Loss as a Journey in Faith
I’ve expressed in a variety of posts how love allowed me to recover from the loss of my son. Here is perhaps one last post on this theme, which remains dear to my heart. These stories stand as one person’s testimony to the miracle of love, as it transcends from one realm to another.
Loss as a Journey in Faith
After my son died, I was sometimes told, “You never get over it.” But I had faith in a journey that could allow me to recover, believing that only good can come from love.
The difference between these two approaches may be illustrated by a story. My brother Bill, who is a psychologist, was working with a patient who had lost his daughter. Bill mentioned that he had a sister who lost her son and who thought of her loss as a journey. Some time elapsed, and one day the patient remarked, “Your sister saved my life. I had only thought that there was life before my daughter died and then there was life after she died. After she died was like arriving at a dead-end. There was nowhere to go from there. My life was over. It didn’t occur to me that my loss could be a journey. So thank your sister for saving my life.”

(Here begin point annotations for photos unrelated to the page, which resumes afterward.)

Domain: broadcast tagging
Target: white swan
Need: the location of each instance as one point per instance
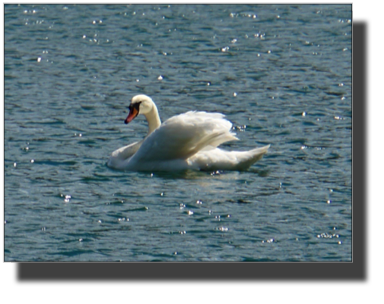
(185, 141)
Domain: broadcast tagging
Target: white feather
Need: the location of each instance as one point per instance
(185, 141)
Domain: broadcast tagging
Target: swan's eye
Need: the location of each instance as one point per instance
(135, 106)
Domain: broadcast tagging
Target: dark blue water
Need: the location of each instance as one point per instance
(280, 73)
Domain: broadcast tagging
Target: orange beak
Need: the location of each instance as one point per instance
(133, 112)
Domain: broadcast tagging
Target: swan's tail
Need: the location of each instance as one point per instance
(218, 159)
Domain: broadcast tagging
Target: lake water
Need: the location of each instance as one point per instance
(280, 73)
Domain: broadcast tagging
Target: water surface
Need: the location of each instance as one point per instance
(280, 73)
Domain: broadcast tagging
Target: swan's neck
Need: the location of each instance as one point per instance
(153, 119)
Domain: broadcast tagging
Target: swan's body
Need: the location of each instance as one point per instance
(185, 141)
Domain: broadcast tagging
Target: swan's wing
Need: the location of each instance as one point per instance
(184, 135)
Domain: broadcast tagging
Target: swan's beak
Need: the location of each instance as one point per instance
(133, 112)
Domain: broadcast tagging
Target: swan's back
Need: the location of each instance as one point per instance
(184, 135)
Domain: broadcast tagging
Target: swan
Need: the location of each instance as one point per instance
(184, 141)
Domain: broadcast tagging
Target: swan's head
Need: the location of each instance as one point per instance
(140, 104)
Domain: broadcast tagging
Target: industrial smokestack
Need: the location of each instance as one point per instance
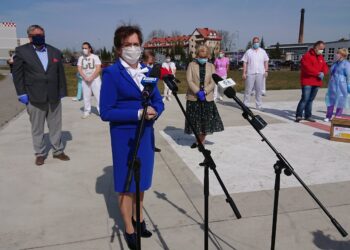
(301, 28)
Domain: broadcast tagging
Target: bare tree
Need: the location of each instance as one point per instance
(156, 33)
(227, 40)
(175, 33)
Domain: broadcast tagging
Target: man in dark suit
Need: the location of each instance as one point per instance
(40, 83)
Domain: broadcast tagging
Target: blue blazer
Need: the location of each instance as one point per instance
(120, 98)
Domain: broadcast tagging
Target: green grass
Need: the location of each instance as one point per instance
(276, 80)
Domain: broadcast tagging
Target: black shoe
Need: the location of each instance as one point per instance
(131, 240)
(144, 232)
(298, 119)
(310, 119)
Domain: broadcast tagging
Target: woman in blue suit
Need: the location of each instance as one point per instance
(121, 105)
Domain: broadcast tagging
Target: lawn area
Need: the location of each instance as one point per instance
(283, 79)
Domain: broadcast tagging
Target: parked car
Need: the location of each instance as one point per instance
(295, 66)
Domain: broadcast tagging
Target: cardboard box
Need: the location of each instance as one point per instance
(340, 129)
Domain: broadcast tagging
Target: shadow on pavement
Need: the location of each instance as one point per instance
(322, 135)
(93, 110)
(105, 187)
(213, 237)
(325, 242)
(65, 137)
(178, 135)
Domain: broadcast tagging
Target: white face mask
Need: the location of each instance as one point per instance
(338, 57)
(85, 52)
(131, 54)
(319, 52)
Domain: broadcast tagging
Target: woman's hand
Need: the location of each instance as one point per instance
(151, 113)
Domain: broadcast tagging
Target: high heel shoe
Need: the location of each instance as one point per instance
(144, 232)
(131, 240)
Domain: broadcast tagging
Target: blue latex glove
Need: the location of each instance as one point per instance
(201, 95)
(321, 75)
(23, 99)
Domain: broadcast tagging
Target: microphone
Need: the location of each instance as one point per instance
(150, 81)
(256, 121)
(171, 82)
(226, 84)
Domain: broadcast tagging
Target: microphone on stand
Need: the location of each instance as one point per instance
(171, 82)
(150, 81)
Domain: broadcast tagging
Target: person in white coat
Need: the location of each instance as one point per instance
(89, 67)
(255, 69)
(170, 68)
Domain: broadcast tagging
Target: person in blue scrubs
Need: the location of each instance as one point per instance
(121, 105)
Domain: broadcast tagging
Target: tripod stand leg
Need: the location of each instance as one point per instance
(206, 207)
(275, 204)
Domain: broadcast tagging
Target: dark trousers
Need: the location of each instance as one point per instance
(308, 94)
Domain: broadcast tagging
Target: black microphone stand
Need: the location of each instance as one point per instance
(208, 163)
(281, 164)
(135, 165)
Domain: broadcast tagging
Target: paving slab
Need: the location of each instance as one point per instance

I felt humbled by my brother’s story because it had never occurred to me that I could possibly not be on a journey, and so had missed what is most important. That it is possible to step onto a path in loss and go places we have never been before, perhaps awakening onto a new dream.
We create our own realities by the beliefs and attitudes that we hold. In truth, life after profound loss is never the same. It is an experience that encompasses your entire being—mind, body, and spirit—and from that comes growth. It teaches you to appreciate the small gifts of life. It can change aspects of your character and personality. I became more authentic, less prone to want to prove myself. I simplified my life. Most especially, I learned what can’t be taken away. And therein lies the saving grace in loss.
When someone we love dies, we lose their physical presence, but the essence of that person lives on. The radiance of Chris’s smile is with me always, as a feature of his soul. And the love between us lives on, soul to soul—pure energy, a beam of light. It exists wholly, with holiness, in the moment unfolding. By letting go of what once existed but is forever gone, we can find the eternal bond. It takes a journey, one founded in faith, to arrive at this discovery.
Little by little, the light of love fills the void that loss leaves. You can become whole again. And you can know joy, in ways perhaps you haven’t known before.